Standby, I already filmed the carb removal and will be posting soon, spoiler alert… it is a nightmare of parts everywhere and hopefully I can put this darn thing back together!!!
you need a spark gap tester, not a noid light.
set gap to 3/8 , it should jump the gap, if not the plug will not fire under compression when installed.
coils, points, plugs , plug wires, change the lot unless they look recent.
ok, ordered one, was cheap, thanks for the tip and thanks for watching and commenting, I appreciate it.
I would change the impeller on any old outboard, They don't age well and you don't know how the PO treated that motor.
I was taught to not even crank a motor over unless it was in water. It may appear to pump OK, but it may not be getting enough flow to cool properly.
You should check the head and block mating surfaces for flatness. A blown head gasket is often a symptom of a warped head. It's usually a result of being run wide open before the engine had a chance to warm up.
On old 2 strokes, spray some fogging oil through the carb so that the crankcase bearings and seals get some lubrication before you start cranking.

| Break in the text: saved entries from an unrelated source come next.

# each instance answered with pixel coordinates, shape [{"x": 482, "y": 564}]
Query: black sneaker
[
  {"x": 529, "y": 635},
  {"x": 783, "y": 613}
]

Thank you so much. Awesome advice for everyone to consider. The world of impellers is strange as I have found some Evinrudes for like $10 and then for the fishing scott they are like $75 but some folks talk about retrofitting a Honda impeller with a different sleeve, not even sure what that means yet. On the block and head flatness, I took your advice last night and did the best I could using a piece of milled aluminum and a feeler gauge (watched a video). As far as I can tell they are flat and the closer I look at the old gasket, it never really blew out, it is just super old and crusty and when I took the head off it sorted flaked apart a little. Fogging oil through the carb before cranking is a great idea, I hadn’t thought of that. Keep those comments coming, I just got 3x more effective hahahah… 3 x “a little” is not much but I will take it!
@@partscannongarage Another thing to do is pull the prop off and make certain theres no fishing line or other crap that could cut the seal and that its got a proper shear pin and not a nail or something else in it's place.
Change the lower unit oil, checking for water. A bad lower unit will scrap an old outboard more quickly than any engine trouble.
@@dondondon5695 more good advice, thank you… I did plan on changing the gear oil but I was going to do that at the end, sounds like it might be smarter to do it near the beginning… also, and you won’t believe this but I just went out and checked and “Scotty” has a freakin nail holding the prop on, a big framing nail lol… I will try to get it on video for Part 3b, the next “Scotty” update, unreal!